PyTorch implementation of Densely Connected Time Delay Neural Network

Overview

Densely Connected Time Delay Neural Network

PyTorch implementation of Densely Connected Time Delay Neural Network (D-TDNN) in our paper "Densely Connected Time Delay Neural Network for Speaker Verification" (INTERSPEECH 2020).

What's New ⚠️

  • [2021-02-14] We add an impl option in TimeDelay, now you can choose:

    • 'conv': implement TDNN by F.conv1d.
    • 'linear': implement TDNN by F.unfold and F.linear.

    Check this commit for more information. Note the pre-trained models of 'conv' have not been uploaded yet.

  • [2021-02-04] TDNN (default implementation) in this repo is slower than nn.Conv1d, but we adopted it because:

    • TDNN in this repo was also used to create F-TDNN models that are not perfectly supported by nn.Conv1d (asymmetric paddings).
    • nn.Conv1d(dilation>1, bias=True) is slow in training.

    However, we do not use F-TDNN here, and we always set bias=False in D-TDNN. So, we are considering uploading a new version of TDNN soon (2021-02-14 updated).

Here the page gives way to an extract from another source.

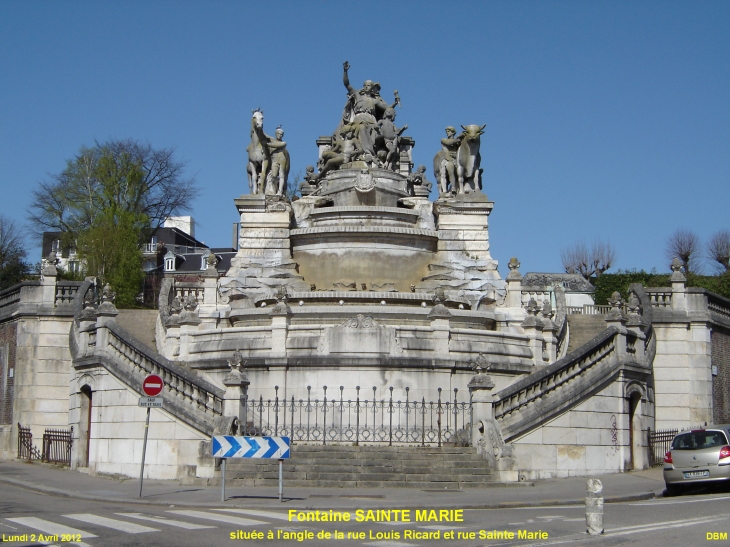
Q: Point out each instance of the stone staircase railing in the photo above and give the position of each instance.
(556, 388)
(96, 339)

  • [2021-02-01] Our new paper is accepted by ICASSP 2021.

    Y.-Q. Yu, S. Zheng, H. Suo, Y. Lei, and W.-J. Li, "CAM: Context-Aware Masking for Robust Speaker Verification"

    CAM outperforms statistics-and-selection (SS) in terms of speed and accuracy.

Pretrained Models

We provide the pretrained models which can be used in many tasks such as:

  • Speaker Verification
  • Speaker-Dependent Speech Separation
  • Multi-Speaker Text-to-Speech
  • Voice Conversion

D-TDNN & D-TDNN-SS

Usage

Data preparation

You can either use Kaldi toolkit:

  • Download VoxCeleb1 test set and unzip it.
  • Place prepare_voxceleb1_test.sh under $kaldi_root/egs/voxceleb/v2 and change the $datadir and $voxceleb1_root in it.
  • Run chmod +x prepare_voxceleb1_test.sh && ./prepare_voxceleb1_test.sh to generate 30-dim MFCCs.
  • Place the trials under $datadir/test_no_sil.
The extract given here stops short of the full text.